Dabei ist sein langsames Vertrauen-Gewinnen gerade der Kern der Geschichte.
 
B

Burana

Gast
...

Hat mir auch gut gefallen. Erinnert mich an den Fuchs im Kleinen Prinzen... Liebe Grüße! Burana
 
H

HFleiss

Gast
Nein, davon bin ich weit entfernt, mir in der Literatur ein Vorbild zu suchen.
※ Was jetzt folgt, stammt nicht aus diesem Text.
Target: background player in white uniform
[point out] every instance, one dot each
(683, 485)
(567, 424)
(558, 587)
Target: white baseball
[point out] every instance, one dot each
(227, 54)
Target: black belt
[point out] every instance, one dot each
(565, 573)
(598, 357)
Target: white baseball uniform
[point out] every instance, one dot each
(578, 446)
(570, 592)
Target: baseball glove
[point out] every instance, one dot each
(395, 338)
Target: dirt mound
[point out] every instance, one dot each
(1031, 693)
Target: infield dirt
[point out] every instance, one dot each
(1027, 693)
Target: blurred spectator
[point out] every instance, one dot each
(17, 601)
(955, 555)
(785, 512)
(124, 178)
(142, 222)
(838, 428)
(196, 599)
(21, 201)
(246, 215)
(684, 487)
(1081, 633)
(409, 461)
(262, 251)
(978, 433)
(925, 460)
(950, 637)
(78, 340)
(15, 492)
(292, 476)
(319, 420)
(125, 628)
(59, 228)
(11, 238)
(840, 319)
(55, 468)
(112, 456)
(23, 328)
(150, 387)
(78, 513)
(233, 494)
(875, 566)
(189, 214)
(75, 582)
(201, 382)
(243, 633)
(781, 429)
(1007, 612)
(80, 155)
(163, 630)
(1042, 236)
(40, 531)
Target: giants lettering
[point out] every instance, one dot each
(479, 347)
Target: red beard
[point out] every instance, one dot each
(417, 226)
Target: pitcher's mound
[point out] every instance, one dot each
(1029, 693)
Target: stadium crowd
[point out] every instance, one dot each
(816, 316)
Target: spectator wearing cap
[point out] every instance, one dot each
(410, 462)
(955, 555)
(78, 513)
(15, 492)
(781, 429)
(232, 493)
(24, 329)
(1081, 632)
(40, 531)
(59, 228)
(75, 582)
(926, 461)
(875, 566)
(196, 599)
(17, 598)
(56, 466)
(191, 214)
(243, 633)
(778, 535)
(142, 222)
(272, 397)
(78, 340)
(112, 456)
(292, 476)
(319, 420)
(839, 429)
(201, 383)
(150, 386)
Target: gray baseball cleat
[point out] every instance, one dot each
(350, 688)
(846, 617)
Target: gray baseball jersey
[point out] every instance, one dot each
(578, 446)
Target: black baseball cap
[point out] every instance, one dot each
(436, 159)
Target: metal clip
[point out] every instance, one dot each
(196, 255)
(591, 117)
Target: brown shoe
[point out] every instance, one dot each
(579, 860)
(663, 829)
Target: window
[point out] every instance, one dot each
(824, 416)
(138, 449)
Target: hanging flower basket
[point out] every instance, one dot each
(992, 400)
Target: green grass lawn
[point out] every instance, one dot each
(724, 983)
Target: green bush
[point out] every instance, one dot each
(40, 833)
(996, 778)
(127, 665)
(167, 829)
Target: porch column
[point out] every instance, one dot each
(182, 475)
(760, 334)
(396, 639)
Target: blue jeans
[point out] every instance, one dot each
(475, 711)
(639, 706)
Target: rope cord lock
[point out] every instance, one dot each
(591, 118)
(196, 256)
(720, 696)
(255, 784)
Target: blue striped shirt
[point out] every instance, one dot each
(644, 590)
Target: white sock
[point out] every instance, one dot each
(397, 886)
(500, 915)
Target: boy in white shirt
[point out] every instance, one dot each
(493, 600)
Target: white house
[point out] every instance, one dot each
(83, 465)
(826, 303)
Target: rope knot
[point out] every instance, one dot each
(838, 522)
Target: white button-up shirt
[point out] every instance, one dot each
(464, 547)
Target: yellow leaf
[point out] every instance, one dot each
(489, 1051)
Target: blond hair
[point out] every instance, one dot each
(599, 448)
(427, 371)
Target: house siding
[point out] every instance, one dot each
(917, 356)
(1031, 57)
Ich blick ins Leben, und da finde ich genug Themen und Typen, über die ich schreiben kann.
Vielen Dank aber für deine Äußerung.

Lieben Gruß
Hanna
 

noel

Mitglied
eine inhaltlich hervorragend aufgebaute geschichte. von der entnervten greisin, mit den unreflektierten vorurteilen, zur im herz berührten anna
& das über den kniff mit der reling.
nein nicht nur über diesen.
feine andeutungen, wie der stolze widersinns arkans (fingerzählereien/farbbetrachtungen), weisen schon in diese richtung.

& gerade weil mir der text so augt, würde ich ihn überarbeiten. er enthält teilweise sperrige wortwendungen, verschachtelte satzlängen (wobei manchmal sogar der faden verloren geht) & wortwiederholungen auf kürzestem raum.

bsp.: „Vorsichtig, nie konnte die Greisin wissen, ob sie nicht daneben treten würde, betrat sie das Brett zwischen Steg und Fähre“

die beiden einfügungen sind fast unnötig. Greisin impliziert schon etwas tattergreisiges -->

vorsichtig betrat die greisin das brett zwischen steg und fähre.

„Mit unsicheren Schritten durchquerte sie die bis auf den letzten Platz besetzte Dampferfähre, vorbei an einer Gruppe wie Spatzen zwitschernder Touristinnen, offensichtlich Engländerinnen, dösenden älteren Herren und auf ihre Fahrräder gestützten jungen Leuten.“

vier zeilen EIN satz

„Schweratmend kämpfte sie sich bis zum offenen Bug vor, ließ sich auf der einzigen freien, der hintersten Bank nieder und musterte verärgert die vor ihr sitzende Kindergartengruppe, die bis zur Bugspitze allen Platz einnahm.“

auch hier schachtelungen, die differenzieren JA, aber manchmal ist weniger mehr & zu dem nimmt der satzbau das lesevergnügen.


„Doch heute war ihr die Freude genommen, denn schon früh am Morgen, halb ausgeschlafen, war sie aufgebrochen, von Kladow quer über den See, zur Schwiegertochter in der Stadt, und vergeblich hatte sie den Sohn an sein Versprechen erinnert, ihr die Enkelin jeden Monat für ein paar Stunden in den Garten mitzugeben“

spannt sich über 5 zeilen. warum nicht punkte & mehrere sätze daraus gemacht?

„Die Luft roch nach Tang, der Wind hatte ([strike]auf einmal[/strike]) aufgefrischt, das gierige Gekreisch der Möwen, ([strike]die um die Fähre herumjagten[/strike],) klang unangenehm in den Ohren, der Blick über den See ([strike]hin zum Ufer[/strike]) war allzu gewohnt.“

--> die luft roch nach tang, der wind hatte aufgefrischt, das gierige gekreisch der möwen klang unangenehm in ihren ohren & der blick über den see war allzu gewohnt.

genug genoelt
 
H

HFleiss

Gast
Danke, Noel, für die Vorschläge. Ich werde sie überdenken.
So wünsche ich mir die Auseinandersetzungen mit unseren Texten.